Alexander Voitsekhovsky’s art revolves around simple topics: city and country as well as the flow of life as such and – metaphorically – all kinds of journeys. Indeed, aren’t we always on the way just as his characters are – whether on a walk in the park or hurrying to our destination on public transportation or on a boat trip or undertaking an audacious journey from a rural backward province to a glowing and promising city? Ubiquitous in his works are animals, real and not quite so real but always an integral and intimate part of the life of humans or human-like beings themselves facing the same problems.
The ultimate strength of Alexander Voitsekhovsky’s pictures is in his focus on the universal constants of human nature; thus the broadest audiences across nations can naturally and easily relate to his characters, whether in the form of humans or that of humanized animals.

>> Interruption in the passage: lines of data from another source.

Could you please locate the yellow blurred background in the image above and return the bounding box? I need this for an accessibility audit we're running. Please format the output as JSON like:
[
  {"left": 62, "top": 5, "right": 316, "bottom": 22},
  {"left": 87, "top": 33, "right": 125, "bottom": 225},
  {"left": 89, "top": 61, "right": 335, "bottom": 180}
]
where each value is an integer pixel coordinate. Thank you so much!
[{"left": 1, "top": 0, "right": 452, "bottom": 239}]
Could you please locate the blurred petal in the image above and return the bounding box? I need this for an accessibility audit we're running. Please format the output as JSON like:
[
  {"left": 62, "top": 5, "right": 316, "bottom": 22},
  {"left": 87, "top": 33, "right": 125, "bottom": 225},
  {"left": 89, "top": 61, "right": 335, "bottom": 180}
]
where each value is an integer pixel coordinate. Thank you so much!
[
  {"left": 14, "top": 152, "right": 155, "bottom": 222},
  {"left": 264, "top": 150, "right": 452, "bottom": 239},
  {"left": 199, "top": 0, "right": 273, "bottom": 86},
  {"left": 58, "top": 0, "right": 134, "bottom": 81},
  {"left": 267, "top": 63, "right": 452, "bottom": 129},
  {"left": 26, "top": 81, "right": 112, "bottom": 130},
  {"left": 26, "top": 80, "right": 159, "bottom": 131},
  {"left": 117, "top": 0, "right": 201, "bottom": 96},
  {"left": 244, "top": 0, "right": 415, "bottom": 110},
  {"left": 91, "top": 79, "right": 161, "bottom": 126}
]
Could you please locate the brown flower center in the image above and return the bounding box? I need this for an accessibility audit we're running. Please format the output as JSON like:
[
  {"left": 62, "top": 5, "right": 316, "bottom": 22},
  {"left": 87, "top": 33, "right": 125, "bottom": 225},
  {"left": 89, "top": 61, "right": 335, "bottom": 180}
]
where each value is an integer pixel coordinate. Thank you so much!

Viewers of his pictures cannot but recognize their own dreams or thoughts, observations or experiences that the artist shows in his amusing pictures with full understanding, deep empathy and, furthermore, in a comforting light-hearted key. Psychologically truthful without moralizing, this art helps people to maintain cheerful spirits amongst people’s ordinary cares and worries that are often perplexing.
Alexander Voitsekhovsky’s style is unfailingly modest and subtle. It is unpretentious in its each and every aspect, from the plainness of his subject matter to the childlike manner of drawing based on the rejection of perspective and preference for strictly frontal or profile views to the choice of simple crayons as his main medium. The usage of crayons not only enriches the texture of his pictures, not only makes them lighter and more airy due the inherent roughness of the crayon line but also adds some indefiniteness to all the visual forms enhancing the inner truthfulness of the artist’s works.